Yes, Florida! I wouldn't believe it myself if I hadn't seen it with my own eyes. I went to Florida public schools thirty years ago, and back then my school was absurdly bad. Not that they couldn't have been worse - at least my school's teachers didn't, for example, physically abuse the Jews in their classes because those Jewish students wouldn't accept that Christian Coalition parody of Jesus as their personal Savior. But I hardly learned anything in my high school classes and I was bored practically to madness. In contrast, my daughter's classes have been really hard and challenging, so she will be well prepared for her college classes next year. I wish I could have gone to a school as good as hers when I was her age.
The secret to the success of the "magnet schools" is that if a student is lazy or a troublemaker, the school authorities are allowed to kick him right out and send him back to the ordinary, high-school-as-day-care schools.

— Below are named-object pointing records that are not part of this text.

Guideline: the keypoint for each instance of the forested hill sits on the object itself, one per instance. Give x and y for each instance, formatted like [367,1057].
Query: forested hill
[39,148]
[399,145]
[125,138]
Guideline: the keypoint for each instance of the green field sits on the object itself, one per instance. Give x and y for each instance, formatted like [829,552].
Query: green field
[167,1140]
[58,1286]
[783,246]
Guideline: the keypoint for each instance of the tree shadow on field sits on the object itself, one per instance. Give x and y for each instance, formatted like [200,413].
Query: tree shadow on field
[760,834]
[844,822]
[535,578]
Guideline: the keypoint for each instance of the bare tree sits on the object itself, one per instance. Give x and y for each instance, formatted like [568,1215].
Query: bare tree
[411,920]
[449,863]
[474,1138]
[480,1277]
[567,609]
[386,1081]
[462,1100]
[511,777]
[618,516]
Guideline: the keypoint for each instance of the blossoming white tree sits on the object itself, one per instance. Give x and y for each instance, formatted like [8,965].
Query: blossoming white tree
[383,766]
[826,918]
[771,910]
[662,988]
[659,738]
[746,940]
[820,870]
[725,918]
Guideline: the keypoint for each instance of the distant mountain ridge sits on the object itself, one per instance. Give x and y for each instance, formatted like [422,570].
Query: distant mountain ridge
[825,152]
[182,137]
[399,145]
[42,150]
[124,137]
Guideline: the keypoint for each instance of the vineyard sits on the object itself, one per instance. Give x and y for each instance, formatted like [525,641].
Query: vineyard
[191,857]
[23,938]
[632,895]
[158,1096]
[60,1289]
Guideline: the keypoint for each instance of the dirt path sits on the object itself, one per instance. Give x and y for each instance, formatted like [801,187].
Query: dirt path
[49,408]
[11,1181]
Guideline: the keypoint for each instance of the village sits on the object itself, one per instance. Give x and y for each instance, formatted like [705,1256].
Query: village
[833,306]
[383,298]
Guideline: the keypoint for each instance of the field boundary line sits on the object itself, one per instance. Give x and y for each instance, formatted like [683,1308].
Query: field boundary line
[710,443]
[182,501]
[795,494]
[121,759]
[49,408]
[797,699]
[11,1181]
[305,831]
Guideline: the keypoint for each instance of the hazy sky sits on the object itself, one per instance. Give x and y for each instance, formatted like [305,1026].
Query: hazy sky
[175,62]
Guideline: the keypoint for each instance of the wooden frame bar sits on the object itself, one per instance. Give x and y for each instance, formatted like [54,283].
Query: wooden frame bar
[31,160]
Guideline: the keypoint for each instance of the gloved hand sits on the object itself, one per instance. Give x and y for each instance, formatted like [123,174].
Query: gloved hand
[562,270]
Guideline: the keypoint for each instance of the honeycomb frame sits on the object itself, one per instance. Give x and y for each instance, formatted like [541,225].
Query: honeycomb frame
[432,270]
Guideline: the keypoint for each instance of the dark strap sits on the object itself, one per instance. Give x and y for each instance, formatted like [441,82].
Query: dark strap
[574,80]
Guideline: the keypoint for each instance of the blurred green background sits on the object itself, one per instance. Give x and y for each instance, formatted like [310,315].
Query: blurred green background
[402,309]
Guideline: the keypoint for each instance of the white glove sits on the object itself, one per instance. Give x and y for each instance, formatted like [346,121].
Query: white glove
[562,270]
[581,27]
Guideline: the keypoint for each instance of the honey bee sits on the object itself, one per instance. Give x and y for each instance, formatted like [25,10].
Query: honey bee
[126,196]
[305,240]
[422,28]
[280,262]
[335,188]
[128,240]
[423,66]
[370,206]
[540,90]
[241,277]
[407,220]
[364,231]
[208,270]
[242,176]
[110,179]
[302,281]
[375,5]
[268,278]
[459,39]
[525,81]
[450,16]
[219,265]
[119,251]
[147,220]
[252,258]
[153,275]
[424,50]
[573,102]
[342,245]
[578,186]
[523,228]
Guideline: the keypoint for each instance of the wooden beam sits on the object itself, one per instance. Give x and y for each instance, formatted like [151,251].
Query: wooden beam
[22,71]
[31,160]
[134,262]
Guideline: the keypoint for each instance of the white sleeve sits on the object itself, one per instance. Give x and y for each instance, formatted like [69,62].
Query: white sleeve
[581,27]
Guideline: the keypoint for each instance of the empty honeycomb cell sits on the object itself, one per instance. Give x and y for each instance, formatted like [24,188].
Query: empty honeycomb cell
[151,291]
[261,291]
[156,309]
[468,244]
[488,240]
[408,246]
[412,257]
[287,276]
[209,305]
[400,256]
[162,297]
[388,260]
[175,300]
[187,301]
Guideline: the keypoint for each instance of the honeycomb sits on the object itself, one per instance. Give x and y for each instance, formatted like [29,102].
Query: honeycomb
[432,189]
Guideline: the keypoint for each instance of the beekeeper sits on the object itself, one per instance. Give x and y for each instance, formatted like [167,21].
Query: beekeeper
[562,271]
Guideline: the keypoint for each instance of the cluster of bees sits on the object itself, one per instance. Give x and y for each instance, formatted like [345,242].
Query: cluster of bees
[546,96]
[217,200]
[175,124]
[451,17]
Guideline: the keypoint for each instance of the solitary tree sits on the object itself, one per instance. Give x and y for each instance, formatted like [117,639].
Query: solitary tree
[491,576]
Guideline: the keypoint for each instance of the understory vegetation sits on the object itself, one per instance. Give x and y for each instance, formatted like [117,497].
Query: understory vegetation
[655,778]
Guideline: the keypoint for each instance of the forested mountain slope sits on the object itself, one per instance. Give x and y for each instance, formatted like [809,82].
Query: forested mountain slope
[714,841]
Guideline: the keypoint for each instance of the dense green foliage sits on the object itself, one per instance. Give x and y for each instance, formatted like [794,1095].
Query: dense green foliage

My biggest problem with the "magnet school" program is that it is too exclusive. It's great if you can get in, but for every student that is accepted into the program there are three applicants. As the "magnet schools" don't cost significantly more than the regular schools, which, as you rightly note, are more accurately described as baby-sitting compounds than educational institutions, I don't see any reason why the local school board doesn't immediately expand the "magnet school" program so that all the applicants, or at least all the ones who are academically qualified, can get in.
Incidentally, all three of my kids skipped out of public schools for the first few grades, instead doing home-schooling.
Why doesn't every family home-school? The answer should be obvious. When I was a kid, the average U.S. family had one parent with an outside job and one parent who stayed at home and kept house. On that single income, that average family was able to afford a house, a car, a TV, and the rest of the usual middle-class trappings. But in the last thirty years or so, the wealthy class, who control the prices and wages for the rest of us, have arranged things so that if the average family wants to own a house, both parents must work. While inflation disguises the effect, the fact remains that the American working class has thus gotten a massive effective pay cut over the last generation. Productivity is up, too, but that rich, powerful minority sequesters every cent of the excess wealth that is produced, resulting in America's ever-widening gulf between the median income and the income of the richest fraction.